Builders are, in a word, sullen.
The National Association of Home Builders/Wells Fargo Housing Market Index fell two points to 22 in August, its lowest level since January 1991.
"There is no question that problems in the subprime mortgage sector have spilled over to other components of housing finance, including the Alt-A and jumbo markets, delaying a revival of the single-family housing market," said NAHB Chief Economist David Seiders. "However, the government-related parts of the mortgage market still are functioning well and the underlying economic fundamentals promise to remain solid for some time providing support to the longer-run housing outlook."
All three components of the overall index indexes fell in August, with the single-family home sales expectation index dropping a point to 23, the index for sales during the next six months falling two points to 32 and the index gauging traffic of prospective buyers declining three points to 16.
Three out of four regions of the country posted declines: Two points in the Norteast to 30; five points in the Midwest to 14; and one point in the West to 23. The South remained stable at 25.
"Builders realize that issues related to mortgage credit cost and availability have become more acute, filtering some prospective buyers out of the market and prompting others to delay their decision to purchase a new home," said NAHB President Brian Catalde, a home builder from El Segundo, Calif. "Builders are responding by trimming prices and stepping up non-price incentives to bolster sales and limit cancellations, although we¹re dealing in a difficult market environment."
Seiders added, "We now expect to see home sales return to an upward path by early next year and we expect housing starts to begin a gradual recovery process by mid-2008. From there, the market will have plenty of room to grow in 2009 and beyond."

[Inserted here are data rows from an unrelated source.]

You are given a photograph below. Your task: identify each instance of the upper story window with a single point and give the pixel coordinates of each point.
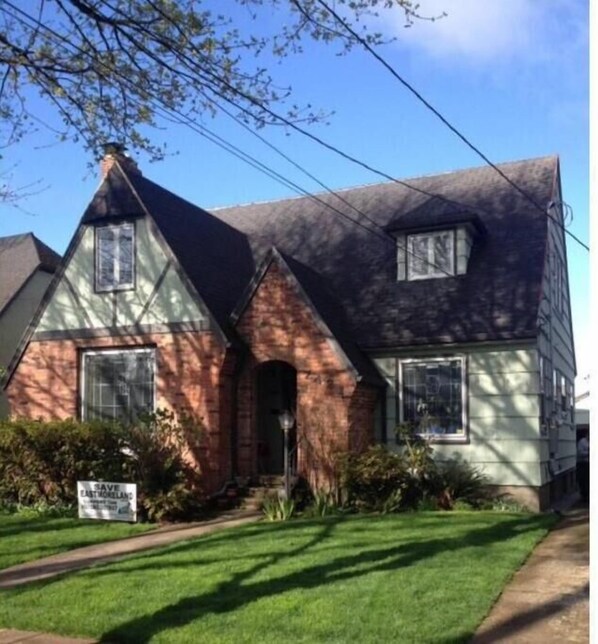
(431, 254)
(115, 257)
(435, 239)
(117, 384)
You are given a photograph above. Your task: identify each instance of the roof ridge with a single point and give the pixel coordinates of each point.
(403, 180)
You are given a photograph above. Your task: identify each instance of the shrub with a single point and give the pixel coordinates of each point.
(278, 509)
(41, 462)
(457, 480)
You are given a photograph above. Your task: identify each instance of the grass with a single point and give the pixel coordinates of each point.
(25, 537)
(425, 577)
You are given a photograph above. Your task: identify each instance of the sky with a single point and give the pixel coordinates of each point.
(512, 75)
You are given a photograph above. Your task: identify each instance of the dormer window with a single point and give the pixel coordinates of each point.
(115, 257)
(431, 254)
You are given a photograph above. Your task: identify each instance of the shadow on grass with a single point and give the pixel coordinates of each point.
(236, 593)
(506, 629)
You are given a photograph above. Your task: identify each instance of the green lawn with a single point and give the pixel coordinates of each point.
(427, 577)
(26, 538)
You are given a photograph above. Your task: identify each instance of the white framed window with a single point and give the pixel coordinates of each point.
(115, 257)
(431, 254)
(433, 396)
(117, 384)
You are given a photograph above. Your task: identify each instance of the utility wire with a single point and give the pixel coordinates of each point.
(444, 120)
(237, 152)
(201, 73)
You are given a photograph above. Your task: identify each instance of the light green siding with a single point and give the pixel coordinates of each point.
(503, 410)
(555, 346)
(76, 305)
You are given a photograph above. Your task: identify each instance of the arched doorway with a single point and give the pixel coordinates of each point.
(276, 392)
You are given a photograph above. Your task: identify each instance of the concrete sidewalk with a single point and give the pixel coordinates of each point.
(113, 550)
(547, 602)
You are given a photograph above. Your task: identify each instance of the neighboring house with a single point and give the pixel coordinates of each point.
(448, 306)
(27, 266)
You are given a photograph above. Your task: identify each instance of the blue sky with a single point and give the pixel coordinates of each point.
(511, 74)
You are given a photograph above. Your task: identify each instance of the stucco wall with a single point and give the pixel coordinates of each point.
(555, 345)
(76, 305)
(15, 319)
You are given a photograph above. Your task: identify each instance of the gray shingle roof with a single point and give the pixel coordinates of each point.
(20, 256)
(216, 258)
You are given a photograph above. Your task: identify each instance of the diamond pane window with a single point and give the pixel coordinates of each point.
(118, 385)
(115, 257)
(432, 396)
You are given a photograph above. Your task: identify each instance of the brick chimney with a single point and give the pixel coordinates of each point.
(117, 152)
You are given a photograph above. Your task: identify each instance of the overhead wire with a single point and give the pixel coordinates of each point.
(445, 121)
(237, 152)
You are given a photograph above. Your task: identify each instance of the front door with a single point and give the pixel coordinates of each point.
(277, 392)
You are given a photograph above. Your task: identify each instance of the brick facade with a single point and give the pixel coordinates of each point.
(197, 374)
(193, 374)
(335, 412)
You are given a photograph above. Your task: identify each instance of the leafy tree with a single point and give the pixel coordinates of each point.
(113, 69)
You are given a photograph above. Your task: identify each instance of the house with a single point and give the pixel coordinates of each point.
(447, 305)
(26, 269)
(583, 404)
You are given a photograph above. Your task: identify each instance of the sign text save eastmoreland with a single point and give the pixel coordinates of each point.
(109, 501)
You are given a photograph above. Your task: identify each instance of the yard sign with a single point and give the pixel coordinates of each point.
(108, 501)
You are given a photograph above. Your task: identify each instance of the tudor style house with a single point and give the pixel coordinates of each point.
(445, 305)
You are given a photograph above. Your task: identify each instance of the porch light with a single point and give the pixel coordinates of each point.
(286, 420)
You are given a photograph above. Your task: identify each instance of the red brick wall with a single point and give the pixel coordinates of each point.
(193, 373)
(334, 412)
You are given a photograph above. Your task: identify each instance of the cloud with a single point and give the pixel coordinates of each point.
(481, 31)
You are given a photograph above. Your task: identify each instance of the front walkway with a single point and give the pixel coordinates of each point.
(112, 550)
(547, 602)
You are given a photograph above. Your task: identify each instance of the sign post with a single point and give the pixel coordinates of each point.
(107, 501)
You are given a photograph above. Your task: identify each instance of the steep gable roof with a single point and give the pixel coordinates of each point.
(20, 256)
(497, 299)
(215, 257)
(327, 311)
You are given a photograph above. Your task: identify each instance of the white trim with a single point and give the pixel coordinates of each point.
(91, 352)
(117, 230)
(433, 270)
(464, 393)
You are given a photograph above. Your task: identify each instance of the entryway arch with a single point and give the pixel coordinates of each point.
(276, 392)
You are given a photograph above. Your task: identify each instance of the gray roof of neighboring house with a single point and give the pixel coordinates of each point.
(20, 256)
(497, 299)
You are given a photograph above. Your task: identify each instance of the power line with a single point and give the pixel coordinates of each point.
(192, 64)
(445, 121)
(237, 152)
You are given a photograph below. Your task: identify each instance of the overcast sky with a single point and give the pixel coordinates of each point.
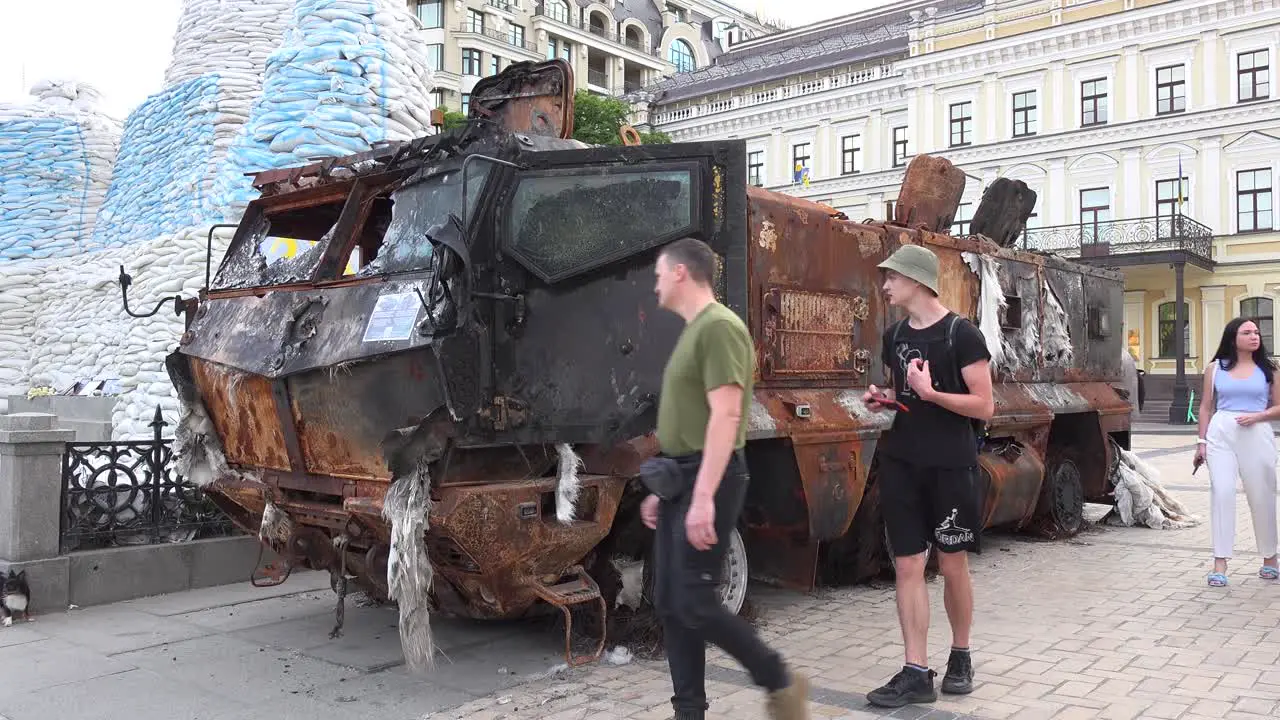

The index is based on a survey NAHB has been running for more than 20 years that measures builder perceptions of current single-family home sales and sales expectations for the next six months as either "good," "fair" or "poor." The survey also asks builders to rate traffic of prospective buyers as either "high to very high," "average" or "low to very low." Scores are then used to calculate a seasonally adjusted index where any number over 50 indicates that more builders view sales conditions as good than poor.